Jornal aqui do Rio publica foto do local onde vivia um dos traficantes mais procurados pela polícia carioca, um tal de Sassá, 34 anos, que lidera o tráfico em 11 favelas, responsável pela maioria dos confrontos que provocaram interdições nas linhas Vermelha e Amarela.
Ao ser preso, na semana passada, ofereceu um milhão de reais aos guardas que o jogaram no camburão. Não levava o dinheiro na cueca, mas o pagamento seria "cash", era só apanhar num balde de plástico azul sob a pia do banheiro de seu esconderijo permanente.
O que me impressionou, na foto, foi a desoladora pobreza, quase miséria, do quarto onde o bandido morava. A pequena geladeira, cuja porta ficou aberta na hora da prisão, mostrava alguns iogurtes, duas latas de refrigerantes "light", um vidro que parece ser de geléia, pela metade, três latas de leite condensado, pouco mais do que isso.
O bandido dormia num sofá de dois lugares, bem cafona, com estampados conflitantes. Numa prateleira acima da geladeira, pacotes de biscoito. Uma TV no chão, com o controle remoto em cima do sofá, e um ventilador ordinário, de 12 polegadas, que continuou funcionando no vazio -num filme de Antonioni há um ventilador igual que fica ventando em cima de Mônica Vitti o tempo todo.
Não há armas na fotografia. Certamente os policiais as levaram. Deviam ser mais suntuosas do que os trecos ali deixados, coisas de última geração. Movimentando o tráfico de 11 favelas, tendo um milhão de reais num balde sob a pia, Sassá era um anacoreta.

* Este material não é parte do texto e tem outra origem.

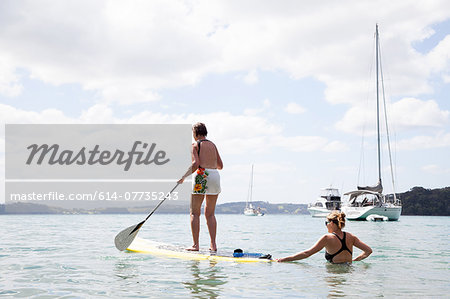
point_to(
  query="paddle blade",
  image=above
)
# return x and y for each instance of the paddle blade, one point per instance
(126, 237)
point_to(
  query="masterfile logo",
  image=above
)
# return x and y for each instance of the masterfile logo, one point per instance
(91, 157)
(97, 151)
(69, 164)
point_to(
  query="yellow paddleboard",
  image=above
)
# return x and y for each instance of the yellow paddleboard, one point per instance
(155, 248)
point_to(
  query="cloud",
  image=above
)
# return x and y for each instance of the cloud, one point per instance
(294, 108)
(10, 85)
(235, 133)
(406, 114)
(127, 53)
(254, 111)
(440, 140)
(251, 77)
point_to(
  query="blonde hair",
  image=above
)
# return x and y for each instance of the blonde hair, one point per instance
(338, 218)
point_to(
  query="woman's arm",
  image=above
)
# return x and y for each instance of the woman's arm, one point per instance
(307, 253)
(194, 166)
(219, 160)
(364, 247)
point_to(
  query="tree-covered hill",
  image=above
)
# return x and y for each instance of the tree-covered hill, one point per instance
(429, 202)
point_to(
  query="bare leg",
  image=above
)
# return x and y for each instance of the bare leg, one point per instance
(210, 208)
(196, 205)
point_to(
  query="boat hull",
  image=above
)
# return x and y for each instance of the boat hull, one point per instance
(318, 212)
(361, 213)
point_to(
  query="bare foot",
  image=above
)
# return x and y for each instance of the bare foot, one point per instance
(193, 248)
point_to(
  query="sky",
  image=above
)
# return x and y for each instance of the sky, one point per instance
(287, 86)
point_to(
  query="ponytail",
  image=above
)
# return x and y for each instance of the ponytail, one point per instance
(338, 218)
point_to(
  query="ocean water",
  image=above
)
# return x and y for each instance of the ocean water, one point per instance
(73, 256)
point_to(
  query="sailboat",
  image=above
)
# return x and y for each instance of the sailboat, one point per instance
(329, 201)
(249, 209)
(369, 203)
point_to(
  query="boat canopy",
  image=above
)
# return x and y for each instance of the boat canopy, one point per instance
(378, 188)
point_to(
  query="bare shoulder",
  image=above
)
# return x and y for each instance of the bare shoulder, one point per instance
(351, 237)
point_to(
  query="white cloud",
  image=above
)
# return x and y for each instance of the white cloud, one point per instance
(251, 77)
(440, 140)
(435, 169)
(406, 114)
(254, 111)
(10, 85)
(294, 108)
(412, 113)
(127, 53)
(235, 134)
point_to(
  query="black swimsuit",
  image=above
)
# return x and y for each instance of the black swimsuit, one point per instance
(329, 257)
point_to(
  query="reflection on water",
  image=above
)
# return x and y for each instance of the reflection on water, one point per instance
(206, 280)
(336, 277)
(125, 269)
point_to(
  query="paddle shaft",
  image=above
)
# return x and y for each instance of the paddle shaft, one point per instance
(167, 196)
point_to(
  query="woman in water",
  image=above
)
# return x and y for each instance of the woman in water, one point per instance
(338, 244)
(205, 162)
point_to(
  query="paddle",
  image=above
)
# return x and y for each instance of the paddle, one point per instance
(126, 237)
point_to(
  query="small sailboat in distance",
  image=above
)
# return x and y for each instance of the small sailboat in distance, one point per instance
(249, 209)
(369, 202)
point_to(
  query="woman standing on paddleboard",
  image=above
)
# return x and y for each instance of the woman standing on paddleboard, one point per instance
(336, 241)
(206, 184)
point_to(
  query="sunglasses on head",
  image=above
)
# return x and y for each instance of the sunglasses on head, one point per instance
(328, 222)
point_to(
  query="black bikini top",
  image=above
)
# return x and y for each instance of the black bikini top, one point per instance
(329, 257)
(199, 142)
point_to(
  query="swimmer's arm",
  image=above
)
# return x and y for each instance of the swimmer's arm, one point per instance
(364, 247)
(307, 253)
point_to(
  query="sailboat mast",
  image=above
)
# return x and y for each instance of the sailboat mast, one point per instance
(251, 185)
(378, 107)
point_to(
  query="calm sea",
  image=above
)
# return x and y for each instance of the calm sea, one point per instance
(73, 256)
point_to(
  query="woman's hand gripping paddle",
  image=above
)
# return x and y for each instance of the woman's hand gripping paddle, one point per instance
(126, 237)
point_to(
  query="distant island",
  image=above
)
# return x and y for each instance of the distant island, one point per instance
(417, 201)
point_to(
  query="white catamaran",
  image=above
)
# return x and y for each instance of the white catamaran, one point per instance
(329, 200)
(249, 209)
(369, 202)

Uns pelos outros, os chefes que movimentam o tráfico vivem em cubículos iguais ou piores. Evitam os sinais exteriores de riqueza -é a explicação que geralmente é dada. Mandam folhear de ouro as armas, mas se alimentam de iogurte e leite condensado. Saudavelmente corretos, devem estranhar o grude que lhes é servido na prisão, geralmente temporária. Deve haver baldes azuis em outros lugares.